Another feature of HIV pathogenesis that might influence T cell normalization after immune reconstitution is the increased cell death of both CD4+ and CD8+ T cells that is commonly seen in HIV-infected patients. Increased CD4+ T cell death could be due to HIV infection directly or bystander CD4+ T cells may die via multiple mechanisms (8–10).
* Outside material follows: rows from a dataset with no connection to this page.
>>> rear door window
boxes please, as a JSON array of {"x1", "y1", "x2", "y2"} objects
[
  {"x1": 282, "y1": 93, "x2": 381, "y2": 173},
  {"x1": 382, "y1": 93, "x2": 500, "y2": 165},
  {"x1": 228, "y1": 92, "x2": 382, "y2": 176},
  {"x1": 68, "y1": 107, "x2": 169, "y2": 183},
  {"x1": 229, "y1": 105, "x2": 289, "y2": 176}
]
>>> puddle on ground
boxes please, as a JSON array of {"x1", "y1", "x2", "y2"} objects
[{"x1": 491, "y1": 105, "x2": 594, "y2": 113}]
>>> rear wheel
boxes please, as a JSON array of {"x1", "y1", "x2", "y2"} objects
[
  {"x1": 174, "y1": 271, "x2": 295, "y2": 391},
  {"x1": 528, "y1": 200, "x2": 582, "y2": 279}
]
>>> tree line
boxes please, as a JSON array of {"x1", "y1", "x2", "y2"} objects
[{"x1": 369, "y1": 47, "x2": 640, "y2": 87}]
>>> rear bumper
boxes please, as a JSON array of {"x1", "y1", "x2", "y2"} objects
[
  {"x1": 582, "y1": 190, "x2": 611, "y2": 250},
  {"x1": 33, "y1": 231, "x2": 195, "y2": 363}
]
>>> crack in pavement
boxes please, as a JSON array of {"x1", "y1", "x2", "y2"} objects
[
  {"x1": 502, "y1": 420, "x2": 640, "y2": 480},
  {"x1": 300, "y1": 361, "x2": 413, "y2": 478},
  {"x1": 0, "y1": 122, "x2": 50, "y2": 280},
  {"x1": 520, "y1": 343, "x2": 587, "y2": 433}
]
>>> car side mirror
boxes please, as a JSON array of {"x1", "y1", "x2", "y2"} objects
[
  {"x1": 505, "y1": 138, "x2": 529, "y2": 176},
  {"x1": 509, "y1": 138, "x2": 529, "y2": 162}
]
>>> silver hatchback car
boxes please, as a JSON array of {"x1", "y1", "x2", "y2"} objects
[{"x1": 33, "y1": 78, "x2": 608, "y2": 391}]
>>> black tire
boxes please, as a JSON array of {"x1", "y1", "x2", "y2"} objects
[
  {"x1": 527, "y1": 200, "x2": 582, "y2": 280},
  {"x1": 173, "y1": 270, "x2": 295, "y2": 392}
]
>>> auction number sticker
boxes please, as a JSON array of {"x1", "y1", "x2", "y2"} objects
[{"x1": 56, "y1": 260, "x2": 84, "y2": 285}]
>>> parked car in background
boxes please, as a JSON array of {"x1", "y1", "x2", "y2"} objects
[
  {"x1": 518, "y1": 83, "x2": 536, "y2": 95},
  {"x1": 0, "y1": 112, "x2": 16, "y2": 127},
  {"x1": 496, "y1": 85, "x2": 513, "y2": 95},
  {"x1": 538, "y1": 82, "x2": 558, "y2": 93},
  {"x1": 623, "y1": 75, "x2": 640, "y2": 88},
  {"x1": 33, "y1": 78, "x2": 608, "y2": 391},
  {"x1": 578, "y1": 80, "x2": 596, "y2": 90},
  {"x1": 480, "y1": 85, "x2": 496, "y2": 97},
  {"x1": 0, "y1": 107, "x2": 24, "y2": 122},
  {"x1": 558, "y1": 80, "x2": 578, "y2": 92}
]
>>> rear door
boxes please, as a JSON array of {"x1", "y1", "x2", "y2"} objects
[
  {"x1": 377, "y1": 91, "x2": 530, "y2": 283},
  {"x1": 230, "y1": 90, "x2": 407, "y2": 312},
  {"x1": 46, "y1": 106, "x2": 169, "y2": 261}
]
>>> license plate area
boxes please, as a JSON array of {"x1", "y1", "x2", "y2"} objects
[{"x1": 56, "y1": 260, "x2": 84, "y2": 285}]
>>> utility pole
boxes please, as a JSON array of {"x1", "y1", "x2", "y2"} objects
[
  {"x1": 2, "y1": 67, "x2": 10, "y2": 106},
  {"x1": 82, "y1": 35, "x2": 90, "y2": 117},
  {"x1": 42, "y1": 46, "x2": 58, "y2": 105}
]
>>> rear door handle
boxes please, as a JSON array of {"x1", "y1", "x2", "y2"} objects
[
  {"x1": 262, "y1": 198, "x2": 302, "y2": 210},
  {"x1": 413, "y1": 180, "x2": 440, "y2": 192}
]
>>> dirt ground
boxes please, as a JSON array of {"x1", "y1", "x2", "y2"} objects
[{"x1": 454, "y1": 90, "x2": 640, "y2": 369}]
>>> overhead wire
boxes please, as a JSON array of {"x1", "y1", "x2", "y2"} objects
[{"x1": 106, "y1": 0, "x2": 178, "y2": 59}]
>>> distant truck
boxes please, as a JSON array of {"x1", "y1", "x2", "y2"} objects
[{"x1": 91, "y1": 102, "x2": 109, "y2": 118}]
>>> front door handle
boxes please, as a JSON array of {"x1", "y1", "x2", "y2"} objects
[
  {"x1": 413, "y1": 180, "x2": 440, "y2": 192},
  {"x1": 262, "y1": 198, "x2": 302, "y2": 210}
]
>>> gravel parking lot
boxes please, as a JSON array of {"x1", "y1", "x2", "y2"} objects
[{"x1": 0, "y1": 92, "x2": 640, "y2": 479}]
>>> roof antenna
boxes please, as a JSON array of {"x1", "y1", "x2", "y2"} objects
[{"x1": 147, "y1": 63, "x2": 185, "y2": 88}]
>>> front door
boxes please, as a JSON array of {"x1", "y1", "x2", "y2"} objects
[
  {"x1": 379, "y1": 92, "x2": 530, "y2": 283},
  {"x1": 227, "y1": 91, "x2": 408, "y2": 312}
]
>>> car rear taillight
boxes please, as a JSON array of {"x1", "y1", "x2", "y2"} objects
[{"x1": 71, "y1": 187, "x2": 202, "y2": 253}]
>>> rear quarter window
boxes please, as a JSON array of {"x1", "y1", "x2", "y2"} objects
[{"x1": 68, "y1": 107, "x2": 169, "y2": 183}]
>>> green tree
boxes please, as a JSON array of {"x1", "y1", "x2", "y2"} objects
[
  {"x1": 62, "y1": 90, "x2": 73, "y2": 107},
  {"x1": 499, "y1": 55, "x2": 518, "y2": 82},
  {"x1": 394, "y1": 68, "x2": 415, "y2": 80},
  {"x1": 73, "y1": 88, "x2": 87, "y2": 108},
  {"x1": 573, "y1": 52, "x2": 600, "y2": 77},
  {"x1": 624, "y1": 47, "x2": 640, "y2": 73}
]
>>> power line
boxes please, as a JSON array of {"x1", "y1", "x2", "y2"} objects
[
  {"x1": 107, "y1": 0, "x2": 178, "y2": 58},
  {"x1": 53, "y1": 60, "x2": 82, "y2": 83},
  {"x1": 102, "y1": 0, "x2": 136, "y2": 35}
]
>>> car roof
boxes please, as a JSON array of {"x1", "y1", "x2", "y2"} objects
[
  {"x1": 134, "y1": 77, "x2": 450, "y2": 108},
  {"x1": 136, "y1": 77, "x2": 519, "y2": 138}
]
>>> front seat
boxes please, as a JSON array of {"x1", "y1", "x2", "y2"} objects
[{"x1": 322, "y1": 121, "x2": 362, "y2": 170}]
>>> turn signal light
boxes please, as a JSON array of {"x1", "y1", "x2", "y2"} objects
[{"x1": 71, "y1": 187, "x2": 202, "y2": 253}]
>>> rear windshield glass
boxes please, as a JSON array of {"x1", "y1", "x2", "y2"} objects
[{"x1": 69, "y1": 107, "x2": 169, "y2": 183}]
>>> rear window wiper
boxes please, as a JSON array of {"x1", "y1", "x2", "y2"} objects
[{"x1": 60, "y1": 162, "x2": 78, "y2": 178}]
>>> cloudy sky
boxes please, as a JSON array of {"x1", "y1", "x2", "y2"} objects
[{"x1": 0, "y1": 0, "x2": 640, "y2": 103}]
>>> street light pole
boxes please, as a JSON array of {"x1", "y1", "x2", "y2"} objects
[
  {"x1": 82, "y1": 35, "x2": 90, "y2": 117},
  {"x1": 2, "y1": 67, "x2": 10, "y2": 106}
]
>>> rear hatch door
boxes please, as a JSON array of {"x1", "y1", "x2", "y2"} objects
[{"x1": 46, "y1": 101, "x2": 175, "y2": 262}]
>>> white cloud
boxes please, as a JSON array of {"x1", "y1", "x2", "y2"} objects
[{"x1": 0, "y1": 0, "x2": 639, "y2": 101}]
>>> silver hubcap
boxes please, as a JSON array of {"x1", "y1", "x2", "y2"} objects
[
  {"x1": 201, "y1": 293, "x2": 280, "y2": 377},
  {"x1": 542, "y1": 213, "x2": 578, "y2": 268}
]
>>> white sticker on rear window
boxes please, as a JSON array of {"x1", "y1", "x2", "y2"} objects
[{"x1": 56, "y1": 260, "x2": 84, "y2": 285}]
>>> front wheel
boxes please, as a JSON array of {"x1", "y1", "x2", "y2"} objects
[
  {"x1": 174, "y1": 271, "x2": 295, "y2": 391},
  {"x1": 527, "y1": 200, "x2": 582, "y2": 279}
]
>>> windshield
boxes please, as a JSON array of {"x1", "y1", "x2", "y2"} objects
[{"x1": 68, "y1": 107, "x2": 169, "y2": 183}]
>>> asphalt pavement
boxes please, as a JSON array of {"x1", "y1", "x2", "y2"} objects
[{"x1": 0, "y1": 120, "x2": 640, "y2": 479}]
CD8+ T cell death is likely due to increased activation [11-13]. In terms of reduction of lymphocytic apoptosis after ART, several studies show a reduction; however, apoptosis levels do not return to normal levels, but remain elevated in most [14-16].
One study showed that the levels of T cell apoptosis, especially CD8+ T cell apoptosis, was associated with recovery of CD4+ T cell numbers after ART, so that higher levels of CD8+ T cell apoptosis was associated with fewer CD4+ T cells after therapy [17]. This is consistent with our own cross-sectional observation that patients with fewer CD4+ T cells also had more CD8+ T cell apoptosis, whether or not they were on ART therapy [18]. Another study has shown that the amount of CD4+ T cell apoptosis was reduced after four weeks with or without IL-2 therapy, but reduction of CD8+ T cell apoptosis levels took 24 weeks to develop [19]. However, levels of lymphocytic apoptosis were still higher than in controls and was similarly elevated in both ART treated and ART plus IL-2 treated patients [19,20]. When lymph nodes were examined for levels of T cell death before and after ART, low levels of CD8+ T cell apoptosis remained after ART, which were reflective of continuing low levels of viral replication [21].
The present Houston Vanguard sub-study examines a small group of subcutaneously IL-2 (scIL-2) treated patients. Patients were randomized from October 1998 to May 1999. An exploratory analysis of immunologic status was assessed an average of six years after randomization. We found that, in this small group of patients, the level of spontaneous CD8+ T cell apoptosis at baseline before commencing scIL-2 therapy was associated with both CD4 cell counts as well as CD4:CD8 ratio normalization after six years. These differences in T cell numbers based on initial CD8+ T cell apoptosis levels appeared after two years of scIL-2 therapy and were maintained until the current analysis.